“The Phantom’s Pain—A Metal Gear Solid V Narrative Analysis”, Matt Lakeman2020-01-22 (, )⁠:

When I first finished Metal Gear Solid V: The Phantom Pain, like so many other players, I was disappointed. MGSV was supposed to be the “Missing Link” in the Metal Gear canon. It was that game that would reveal the bridge between the heroic Big Boss of MGS 3, Portable Ops, and Peace Walker, and the grand historical villain of Metal Gear 1 and 2. As expressed by numerous launch trailers and Hideo Kojima tweets, MGSV was going to be a tale of Big Boss’s fall into darkness, driven by an insatiable lust for revenge, a consummate anger lit by his enemies which would scorch his soul until nothing was left but a power-hungry mad man who would threaten the world with nuclear war for the sake of his deluded ambitions. Instead we got an incredibly weird twist which did little more than retcon patch a largely ignored plot hole in one of the least-played Metal Gear games. We found out that the final boss of Metal Gear 1 was not Big Boss, but a body double, who through surgery and hypnotherapy was made into almost an exact copy of the legendary soldier. Again, like most other players, when I first finished the game I thought this was a neat trick, a typically crazy, convoluted, but seductively entertaining twist from one of my favorite storytellers of all time. But of course… it was also a major let down.

…It wasn’t until I had put over 200 hours into my save file and replayed the entire game for a second time that the impact of Metal Gear Solid V’s story really hit me. Not only does MGSV do exactly what it was advertised to do—reveal the descent of Big Boss from hero to villain—but it does so in a subtle and narratively ambitious manner at a depth not seen in any video game since Metal Gear Solid 2: Sons of Liberty.

MGSV is the story of Big Boss’s fall from grace, but it’s also so much more than that.

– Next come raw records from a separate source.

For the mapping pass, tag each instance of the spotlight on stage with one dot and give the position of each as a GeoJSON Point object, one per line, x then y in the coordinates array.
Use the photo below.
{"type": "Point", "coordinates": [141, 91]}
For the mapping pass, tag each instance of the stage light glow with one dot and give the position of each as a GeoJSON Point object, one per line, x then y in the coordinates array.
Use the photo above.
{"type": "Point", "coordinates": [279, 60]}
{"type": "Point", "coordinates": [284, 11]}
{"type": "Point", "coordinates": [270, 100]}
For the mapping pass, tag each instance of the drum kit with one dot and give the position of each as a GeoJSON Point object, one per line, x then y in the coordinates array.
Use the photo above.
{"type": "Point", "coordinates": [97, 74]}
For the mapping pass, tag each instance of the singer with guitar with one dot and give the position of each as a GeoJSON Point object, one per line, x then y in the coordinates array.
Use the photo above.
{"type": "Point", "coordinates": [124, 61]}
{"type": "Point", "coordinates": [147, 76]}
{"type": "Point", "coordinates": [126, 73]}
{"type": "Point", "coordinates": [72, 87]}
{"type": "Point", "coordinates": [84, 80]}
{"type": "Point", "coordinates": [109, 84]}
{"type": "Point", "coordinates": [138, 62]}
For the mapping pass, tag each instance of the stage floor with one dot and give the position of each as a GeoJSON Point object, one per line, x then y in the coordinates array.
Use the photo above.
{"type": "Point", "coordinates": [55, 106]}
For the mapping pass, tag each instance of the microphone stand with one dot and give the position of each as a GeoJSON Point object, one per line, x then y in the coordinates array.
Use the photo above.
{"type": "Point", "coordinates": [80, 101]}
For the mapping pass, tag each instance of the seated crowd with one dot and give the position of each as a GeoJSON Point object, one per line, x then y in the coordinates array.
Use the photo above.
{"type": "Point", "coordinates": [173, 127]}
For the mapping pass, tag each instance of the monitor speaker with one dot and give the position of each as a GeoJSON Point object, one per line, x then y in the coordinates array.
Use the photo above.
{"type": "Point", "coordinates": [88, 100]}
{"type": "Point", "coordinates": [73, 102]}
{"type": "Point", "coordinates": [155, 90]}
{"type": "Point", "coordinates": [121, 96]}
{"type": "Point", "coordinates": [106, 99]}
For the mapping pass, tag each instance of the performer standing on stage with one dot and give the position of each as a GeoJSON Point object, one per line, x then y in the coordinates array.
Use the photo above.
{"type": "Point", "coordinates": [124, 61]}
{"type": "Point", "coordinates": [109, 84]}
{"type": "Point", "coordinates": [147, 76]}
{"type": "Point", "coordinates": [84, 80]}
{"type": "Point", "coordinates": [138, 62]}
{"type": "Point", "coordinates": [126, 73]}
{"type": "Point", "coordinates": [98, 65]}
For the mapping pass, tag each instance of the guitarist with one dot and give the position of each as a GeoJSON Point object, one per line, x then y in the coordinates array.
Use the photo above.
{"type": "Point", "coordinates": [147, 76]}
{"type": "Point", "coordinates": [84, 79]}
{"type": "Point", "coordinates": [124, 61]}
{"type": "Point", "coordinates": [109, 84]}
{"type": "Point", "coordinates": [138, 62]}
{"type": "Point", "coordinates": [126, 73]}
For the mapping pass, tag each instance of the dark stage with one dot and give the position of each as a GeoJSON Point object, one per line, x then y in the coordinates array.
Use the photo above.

MGSV may very well be Kojima’s magnum opus. The game distills all of the Metal Gear series’ most important thematic elements into a relatively simple story with a deceptively small scale. The reason the vast majority of players didn’t realize this is because, well, Kojima can be too subtle for his own good…MGSV really is about Big Boss becoming a horrible monster worthy of every conceivable condemnation. But that story is the bedrock layer hidden beneath a million other narrative layers designed to confuse and manipulate the player, in exactly the same way Big Boss and Zero’s whole Phantom Snake project was designed to confuse and manipulate Venom Snake.